Der halbe Weg ist geschafft

Haben Sie sich schon mal gefragt, ob das reine Propaganda ist, um die Bürger zu beruhigen? Ich möchte Sie heute mal zum nachdenken anregen, ob die Damen und Herren hier nicht völlig untertreiben? Wenn wir uns die Welt ansehen und mit dem vergleichen was die Regeln des IWF bewirken, kann ich Ihnen versichern, weit mehr als die Hälfte des Weges ist geschafft. Die Frage ist: Wohin soll der Weg denn gehen?
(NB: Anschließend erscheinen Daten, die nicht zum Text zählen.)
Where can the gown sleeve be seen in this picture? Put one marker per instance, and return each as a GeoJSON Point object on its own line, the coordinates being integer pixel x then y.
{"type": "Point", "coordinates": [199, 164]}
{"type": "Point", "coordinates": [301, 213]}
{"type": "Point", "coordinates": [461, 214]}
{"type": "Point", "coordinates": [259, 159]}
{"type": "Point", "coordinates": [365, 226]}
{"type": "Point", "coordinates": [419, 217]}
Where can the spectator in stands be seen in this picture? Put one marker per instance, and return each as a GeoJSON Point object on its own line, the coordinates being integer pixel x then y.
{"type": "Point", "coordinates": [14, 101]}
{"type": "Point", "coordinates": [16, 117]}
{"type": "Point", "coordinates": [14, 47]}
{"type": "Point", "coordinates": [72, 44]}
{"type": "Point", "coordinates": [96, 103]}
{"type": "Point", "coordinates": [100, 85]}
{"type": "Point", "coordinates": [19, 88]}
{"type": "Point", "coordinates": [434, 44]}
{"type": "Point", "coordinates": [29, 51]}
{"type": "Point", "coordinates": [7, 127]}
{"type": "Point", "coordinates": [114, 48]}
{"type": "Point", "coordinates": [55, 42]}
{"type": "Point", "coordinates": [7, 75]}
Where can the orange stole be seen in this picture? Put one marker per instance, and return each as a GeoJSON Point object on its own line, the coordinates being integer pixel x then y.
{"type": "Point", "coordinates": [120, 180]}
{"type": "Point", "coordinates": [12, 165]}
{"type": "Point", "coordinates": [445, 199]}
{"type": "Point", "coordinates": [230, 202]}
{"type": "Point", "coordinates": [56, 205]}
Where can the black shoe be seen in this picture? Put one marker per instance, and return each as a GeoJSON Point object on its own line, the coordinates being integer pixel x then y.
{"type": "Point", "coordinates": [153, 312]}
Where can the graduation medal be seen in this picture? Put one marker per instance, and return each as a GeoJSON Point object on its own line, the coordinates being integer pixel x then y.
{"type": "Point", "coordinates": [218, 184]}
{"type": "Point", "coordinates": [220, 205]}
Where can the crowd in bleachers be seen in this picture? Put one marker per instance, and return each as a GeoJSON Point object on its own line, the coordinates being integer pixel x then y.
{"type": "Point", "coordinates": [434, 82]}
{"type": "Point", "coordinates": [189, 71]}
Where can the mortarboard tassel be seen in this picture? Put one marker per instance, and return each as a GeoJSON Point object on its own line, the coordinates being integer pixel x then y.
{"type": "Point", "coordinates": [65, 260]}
Und immer wieder grüßt der IWF
Klaus Regling (Managing Director des ESM) sagt gegenüber der Zeit: „Deshalb wurde auf globaler Ebene als Reaktion auf die Weltwirtschaftskrise der Internationale Währungsfonds (IWF) gegründet. Er greift ein und erleichtert damit die Anpassungsphase. Es gab in seiner Geschichte Hunderte Hilfsprogramme. Nahezu alle diese Programme haben funktioniert. Etwas Ähnliches machen wir jetzt in Europa.“

Minenarbeiter in Afrika

Minenarbeiter in Afrika

Sehr geehrter Herr Regling!

Nahezu alle Programme haben funktioniert? Gut der IWF hat die englischen Finanzindustrie, (welch ein perverses Wort?) nach der Krise tatsächlich wieder angekurbelt. Ob das für die Opfer des englischen Neokolonialismus so erfreulich ist, wage ich zu bezweifeln.
Sonst sehen wir eine Unzahl von gescheiterten Aktionen des IWF auf der gesamten Welt. Sogar die Russische Oligarchie und der Ausbau der chinesischen Wirtschaft sehen viele mit gemischten Gefühlen. Dieses Beispiel zeigt, wie ein Land in eine extreme Zweiklassengesellschaft gespalten wurde. Ist das die Anpassung die sie anstreben?

Bei den restlichen Programmen wird es bereits eng.
Entweder sind Staaten dazu gezwungen worden, Staatseigentum zu veräußern und so dem Land jegliche Einnahmequelle zu nehmen, oder der IWF drängte mit privaten Investoren in das Land, welche Mienen ohne jegliche Rücksicht auf Menschen und Umwelt ausbeuten. Seltsamerweise wird in diesen Staaten auf den Abbau der Korruption kaum Wert gelegt. Vielmehr sind diese Staaten geradezu berühmt für brutale Militärregime, oder korrupte Regierungen. Stört nicht weiter, so lange die Kasse für private Banken stimmt. Haben Sie schon mal versucht, wie die Familien im Bild, Steine mit der Hand zu zerkleinern? Ich würde vorschlagen, all ihre Kinder und Enkel dazu ein Jahr einzuteilen. So als Basis- Unterricht für wirtschaftliche Produktion.

Sorry, Herr Regling.
Der IWF hat seine Glaubwürdigkeit schon lange verloren.
Immerhin geben Sie ja zu: „In der Tat steigt die Arbeitslosigkeit, und die Einkommen sinken. Für die betroffenen Menschen ist es hart. Aber dazu gibt es leider keine Alternative.“
Klar gibt es für einen verantwortlichen Director einer „Bad-Bank“ keine Alternative. Das Konstrukt dem sie vorstehen, ist ein „Unternehmen des legalisierten, organisierten Verbrechens“. Nur leider können wir Sie dafür nicht belangen. Genießen sie doch absolute Immunität.

Für uns gibt es eine Alternative. Und wenn meiner einer irgendwann etwas zu sagen bekommt, schafft er Ihr Unternehmen als erstes ab. Stellen sie sich vor, die Banken haben alles Geld der Welt,  wer soll dann noch Gewinne bringen? In dem Sinne, empfiehlt meiner einer, jeden europäischen Staat, die Zahlungen an ihre „Bad Bank“ nicht durchzuführen! Und ihr so jegliche Existenzgrundlage zu entziehen.

Denn der halbe Weg ist schon lange überschritten. Nur leider ist es der falsche Weg.